We're finally starting to feel fall slipping in under the heat pallisades summer has thrown up around this part of Texas. With the change of season, I'm finding my imagination shifting onto different paths. I've always been the kind of writer who picks up some things easier in cool weather, with the lead-in to the winter holidays being a good time for me to outline and come up with new ideas and summer being a good time to slog through revisions (long days, extra incentive to stay inside, hurricane season preparations goading me to straighten stuff up).
This fall, I don't think I'm going to be able to focus on new things, however. I've been piling up a set of drafts that are just hanging out and I need to give them the attention they deserve. Imagination will just have to content itself it with finding something to do with all the paper and scrapbook stuff in the front room. Oh, and figuring how I'm going to get all the Halloween decorating done this week, before my in-laws arrive (I thought they'd enjoy seeing the house all dressed up--we'll see). Maybe the heat will hold on long enough for me to get everything done.
Meanwhile, I'm picking up and reading the first bits of a handful of books.
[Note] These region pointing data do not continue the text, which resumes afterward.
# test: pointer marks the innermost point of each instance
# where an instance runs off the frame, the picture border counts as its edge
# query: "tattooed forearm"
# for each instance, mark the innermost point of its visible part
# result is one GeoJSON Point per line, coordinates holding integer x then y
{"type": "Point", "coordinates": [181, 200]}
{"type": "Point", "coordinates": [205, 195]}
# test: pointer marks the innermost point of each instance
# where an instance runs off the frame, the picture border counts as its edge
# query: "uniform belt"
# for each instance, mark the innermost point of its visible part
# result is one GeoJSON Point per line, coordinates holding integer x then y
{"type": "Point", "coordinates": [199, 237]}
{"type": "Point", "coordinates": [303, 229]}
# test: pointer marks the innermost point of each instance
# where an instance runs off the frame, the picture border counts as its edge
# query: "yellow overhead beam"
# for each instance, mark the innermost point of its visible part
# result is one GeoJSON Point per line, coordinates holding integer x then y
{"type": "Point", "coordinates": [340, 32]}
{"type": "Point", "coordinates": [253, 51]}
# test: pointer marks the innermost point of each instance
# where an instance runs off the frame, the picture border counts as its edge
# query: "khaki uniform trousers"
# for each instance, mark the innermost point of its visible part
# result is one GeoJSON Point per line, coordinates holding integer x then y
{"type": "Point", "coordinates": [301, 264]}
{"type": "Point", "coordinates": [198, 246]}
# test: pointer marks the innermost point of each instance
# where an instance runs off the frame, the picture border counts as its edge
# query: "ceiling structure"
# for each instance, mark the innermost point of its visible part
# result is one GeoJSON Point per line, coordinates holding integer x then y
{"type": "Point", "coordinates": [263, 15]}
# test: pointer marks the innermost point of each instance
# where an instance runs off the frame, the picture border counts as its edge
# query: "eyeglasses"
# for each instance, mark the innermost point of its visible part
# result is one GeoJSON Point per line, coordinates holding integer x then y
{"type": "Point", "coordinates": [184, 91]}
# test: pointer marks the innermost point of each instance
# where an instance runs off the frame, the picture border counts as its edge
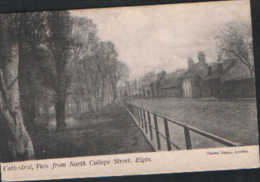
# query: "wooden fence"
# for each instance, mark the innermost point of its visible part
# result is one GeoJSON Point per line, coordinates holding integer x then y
{"type": "Point", "coordinates": [157, 129]}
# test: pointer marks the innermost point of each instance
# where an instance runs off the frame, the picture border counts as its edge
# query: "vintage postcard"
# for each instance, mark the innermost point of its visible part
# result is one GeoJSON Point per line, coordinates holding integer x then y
{"type": "Point", "coordinates": [127, 91]}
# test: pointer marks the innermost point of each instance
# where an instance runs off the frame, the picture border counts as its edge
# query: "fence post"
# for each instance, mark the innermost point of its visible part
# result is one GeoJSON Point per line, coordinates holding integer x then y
{"type": "Point", "coordinates": [137, 115]}
{"type": "Point", "coordinates": [187, 138]}
{"type": "Point", "coordinates": [157, 132]}
{"type": "Point", "coordinates": [145, 122]}
{"type": "Point", "coordinates": [168, 140]}
{"type": "Point", "coordinates": [150, 125]}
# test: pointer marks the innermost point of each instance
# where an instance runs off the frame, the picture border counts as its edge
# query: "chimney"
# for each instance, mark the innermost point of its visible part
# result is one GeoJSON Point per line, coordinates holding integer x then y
{"type": "Point", "coordinates": [190, 63]}
{"type": "Point", "coordinates": [201, 57]}
{"type": "Point", "coordinates": [220, 68]}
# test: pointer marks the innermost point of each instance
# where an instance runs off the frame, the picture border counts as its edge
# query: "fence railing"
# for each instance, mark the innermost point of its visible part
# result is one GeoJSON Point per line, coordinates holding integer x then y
{"type": "Point", "coordinates": [155, 127]}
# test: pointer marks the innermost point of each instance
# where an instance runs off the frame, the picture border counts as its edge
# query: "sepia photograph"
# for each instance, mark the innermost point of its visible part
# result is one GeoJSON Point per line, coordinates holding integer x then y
{"type": "Point", "coordinates": [126, 80]}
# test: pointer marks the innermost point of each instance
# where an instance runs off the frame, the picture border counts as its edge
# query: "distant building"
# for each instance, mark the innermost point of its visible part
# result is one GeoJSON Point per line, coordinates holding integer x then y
{"type": "Point", "coordinates": [193, 78]}
{"type": "Point", "coordinates": [236, 80]}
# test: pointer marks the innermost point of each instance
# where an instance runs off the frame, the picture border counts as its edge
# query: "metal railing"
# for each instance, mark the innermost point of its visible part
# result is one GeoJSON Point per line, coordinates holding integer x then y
{"type": "Point", "coordinates": [148, 122]}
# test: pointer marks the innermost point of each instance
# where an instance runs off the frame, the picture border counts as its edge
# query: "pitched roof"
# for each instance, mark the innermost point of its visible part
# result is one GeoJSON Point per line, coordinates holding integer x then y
{"type": "Point", "coordinates": [173, 80]}
{"type": "Point", "coordinates": [235, 70]}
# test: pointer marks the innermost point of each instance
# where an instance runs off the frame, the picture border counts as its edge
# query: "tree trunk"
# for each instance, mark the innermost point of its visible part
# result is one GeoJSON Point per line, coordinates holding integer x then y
{"type": "Point", "coordinates": [60, 113]}
{"type": "Point", "coordinates": [18, 140]}
{"type": "Point", "coordinates": [26, 85]}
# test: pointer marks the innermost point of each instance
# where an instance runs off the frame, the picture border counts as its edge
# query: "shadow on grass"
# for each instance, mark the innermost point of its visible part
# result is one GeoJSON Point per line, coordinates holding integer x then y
{"type": "Point", "coordinates": [109, 131]}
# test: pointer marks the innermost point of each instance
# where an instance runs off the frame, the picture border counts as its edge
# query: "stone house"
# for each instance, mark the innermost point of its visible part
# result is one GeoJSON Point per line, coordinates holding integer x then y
{"type": "Point", "coordinates": [193, 78]}
{"type": "Point", "coordinates": [236, 80]}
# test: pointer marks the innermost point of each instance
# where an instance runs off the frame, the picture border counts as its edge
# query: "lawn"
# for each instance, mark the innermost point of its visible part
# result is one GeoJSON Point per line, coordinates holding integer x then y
{"type": "Point", "coordinates": [233, 120]}
{"type": "Point", "coordinates": [110, 131]}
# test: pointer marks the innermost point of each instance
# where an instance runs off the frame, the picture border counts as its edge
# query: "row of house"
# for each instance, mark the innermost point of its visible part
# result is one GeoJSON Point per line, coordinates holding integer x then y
{"type": "Point", "coordinates": [223, 79]}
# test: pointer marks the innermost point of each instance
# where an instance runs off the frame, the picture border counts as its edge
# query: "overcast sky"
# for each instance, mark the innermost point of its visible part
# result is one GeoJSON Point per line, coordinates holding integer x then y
{"type": "Point", "coordinates": [160, 37]}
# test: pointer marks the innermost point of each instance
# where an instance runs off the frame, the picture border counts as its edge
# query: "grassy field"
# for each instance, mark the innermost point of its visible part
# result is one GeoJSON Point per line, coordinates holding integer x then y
{"type": "Point", "coordinates": [110, 131]}
{"type": "Point", "coordinates": [233, 120]}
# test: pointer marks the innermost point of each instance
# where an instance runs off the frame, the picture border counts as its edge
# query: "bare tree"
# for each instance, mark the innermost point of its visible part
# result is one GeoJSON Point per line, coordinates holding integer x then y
{"type": "Point", "coordinates": [17, 140]}
{"type": "Point", "coordinates": [59, 43]}
{"type": "Point", "coordinates": [235, 41]}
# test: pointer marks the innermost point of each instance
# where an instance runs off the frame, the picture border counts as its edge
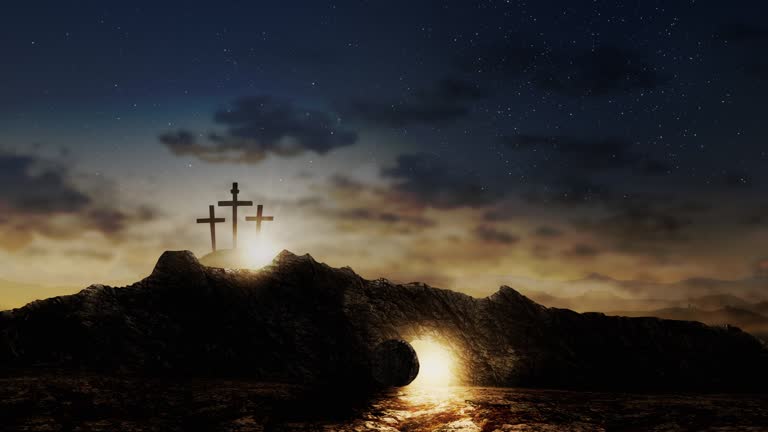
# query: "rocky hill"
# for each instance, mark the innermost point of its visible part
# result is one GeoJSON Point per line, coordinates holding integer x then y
{"type": "Point", "coordinates": [298, 320]}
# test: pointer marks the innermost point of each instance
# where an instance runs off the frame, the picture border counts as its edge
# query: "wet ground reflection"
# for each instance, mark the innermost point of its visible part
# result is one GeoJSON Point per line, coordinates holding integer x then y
{"type": "Point", "coordinates": [100, 403]}
{"type": "Point", "coordinates": [498, 409]}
My attention has swung toward the physical spaces around me and the interior spaces offered during reading is too cramped. I think I'm reaching the end of my memoir fascination, but I have two more to go before I exhaust my teeny reading list. There is a tendency toward the twee and precious that is clogging the text of the last two, something about looking back on parts of life that neither author seems to want to integrate into their current life. Perhaps they'll seem more welcoming after a day stuffing chrysanthemums into pots and beds.